John Lennon’s application to remain in the U.S. as a permanent resident is approved at a special hearing.

1977

During the next two years, the majority of John Lennon’s time is spent as a “househusband” – taking care of Sean – while Yoko handles the family’s business affairs.

1980

John Lennon takes a cruise to Bermuda, where his songwriting muse is rekindled.

1980

John Lennon’s first new single in more than five years,, “(Just Like) Starting Over,” is released.

1980

1980: ‘Double Fantasy,’ by John Lennon and Yoko Ono, is released.

1980

John Lennon is shot by a deranged assailant as he and Yoko return to the Dakota after a recording session. He is pronounced dead at Roosevelt Hospital.

1980

“(Just Like) Starting Over,” by John Lennon, reaches #1 for the first of five weeks.

1982

John Lennon and Yoko Ono’s ‘Double Fantasy’ wins Album of the Year for 1981 at the 24th Annual Grammy Awards.

1984

“Nobody Told Me,” by John Lennon, from the posthumously released ‘Milk and Honey’ album, cracks the Top Forty. It will peak at #5 and be the last of 13 charting singles by Lennon spanning 15 years.

1984

An opening ceremony is held for Strawberry Fields, an area in New York City’s Central Park dedicated to John Lennon.

1990

On what would have been John Lennon’s 50th birthday, “Imagine” is broadcast simultaneously in 130 countries.

1992

John Lennon is given the Lifetime Achievement Award at the 34th Annual Grammy Awards.

1994

John Lennon is inducted into the Rock and Roll Hall of Fame at the ninth annual induction dinner.

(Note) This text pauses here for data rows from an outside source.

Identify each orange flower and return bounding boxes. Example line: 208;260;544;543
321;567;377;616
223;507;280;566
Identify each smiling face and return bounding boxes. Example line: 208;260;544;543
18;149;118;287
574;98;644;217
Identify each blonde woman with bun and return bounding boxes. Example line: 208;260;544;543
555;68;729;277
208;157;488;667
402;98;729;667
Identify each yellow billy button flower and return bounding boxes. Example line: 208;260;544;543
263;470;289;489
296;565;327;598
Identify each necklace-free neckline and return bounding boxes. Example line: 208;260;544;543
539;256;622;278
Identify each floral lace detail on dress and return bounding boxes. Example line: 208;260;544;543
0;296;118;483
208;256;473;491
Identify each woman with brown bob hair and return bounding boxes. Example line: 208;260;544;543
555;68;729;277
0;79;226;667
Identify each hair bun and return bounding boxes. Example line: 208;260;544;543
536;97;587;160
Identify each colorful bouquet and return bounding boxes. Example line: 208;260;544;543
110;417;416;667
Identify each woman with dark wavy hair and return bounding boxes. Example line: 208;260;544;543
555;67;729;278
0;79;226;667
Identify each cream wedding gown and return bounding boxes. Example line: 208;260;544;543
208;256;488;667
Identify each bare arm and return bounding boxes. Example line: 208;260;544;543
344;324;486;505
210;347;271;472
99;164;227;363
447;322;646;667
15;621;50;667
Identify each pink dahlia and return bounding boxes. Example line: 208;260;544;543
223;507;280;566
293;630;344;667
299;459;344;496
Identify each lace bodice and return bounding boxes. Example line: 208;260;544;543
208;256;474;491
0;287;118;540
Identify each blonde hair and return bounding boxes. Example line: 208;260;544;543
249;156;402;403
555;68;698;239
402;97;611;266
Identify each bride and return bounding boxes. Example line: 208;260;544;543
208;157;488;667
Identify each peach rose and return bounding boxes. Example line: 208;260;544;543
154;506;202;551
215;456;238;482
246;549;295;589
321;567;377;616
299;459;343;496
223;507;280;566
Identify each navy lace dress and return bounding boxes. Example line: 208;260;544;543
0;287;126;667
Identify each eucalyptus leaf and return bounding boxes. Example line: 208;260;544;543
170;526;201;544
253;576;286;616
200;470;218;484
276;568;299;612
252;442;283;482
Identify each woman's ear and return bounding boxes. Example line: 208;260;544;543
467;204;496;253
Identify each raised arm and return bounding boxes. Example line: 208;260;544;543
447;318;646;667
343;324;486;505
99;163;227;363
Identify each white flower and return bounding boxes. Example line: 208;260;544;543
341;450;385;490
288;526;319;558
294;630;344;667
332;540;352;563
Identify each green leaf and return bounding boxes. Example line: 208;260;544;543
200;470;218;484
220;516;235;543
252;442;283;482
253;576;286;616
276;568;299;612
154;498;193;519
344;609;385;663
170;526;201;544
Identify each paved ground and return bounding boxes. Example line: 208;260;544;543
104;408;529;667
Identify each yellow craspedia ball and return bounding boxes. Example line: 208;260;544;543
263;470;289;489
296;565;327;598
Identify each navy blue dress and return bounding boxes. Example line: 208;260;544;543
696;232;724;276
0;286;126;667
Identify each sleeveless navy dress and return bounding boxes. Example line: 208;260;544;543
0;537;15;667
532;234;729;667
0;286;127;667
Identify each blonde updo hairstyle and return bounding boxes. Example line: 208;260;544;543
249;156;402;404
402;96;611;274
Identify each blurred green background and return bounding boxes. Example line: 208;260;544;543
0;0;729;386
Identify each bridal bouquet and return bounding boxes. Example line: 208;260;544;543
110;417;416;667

Paul McCartney is his presenter, and Yoko Ono accepts the award on behalf of her late husband.

1995

“Free as a Bird,” the first new Beatles single in 25 years, is premiered on the televised Beatles Anthology. The song, a 1977 demo by John Lennon completed in 1995 by the three surviving Beatles, reaches #6 on the singles chart in early 1996.

1996

“Real Love,” a 1979 John Lennon demo finished in 1995 by the other Beatles, becomes the second new Beatles single to chart in less than three months. Released as part of ‘The Beatles Anthology’ recordings and TV special, it reaches #11 – not bad for a band that broke up in 1970.

1998

‘John Lennon Anthology,’ a four-CD box set of unreleased songs and performances, is released.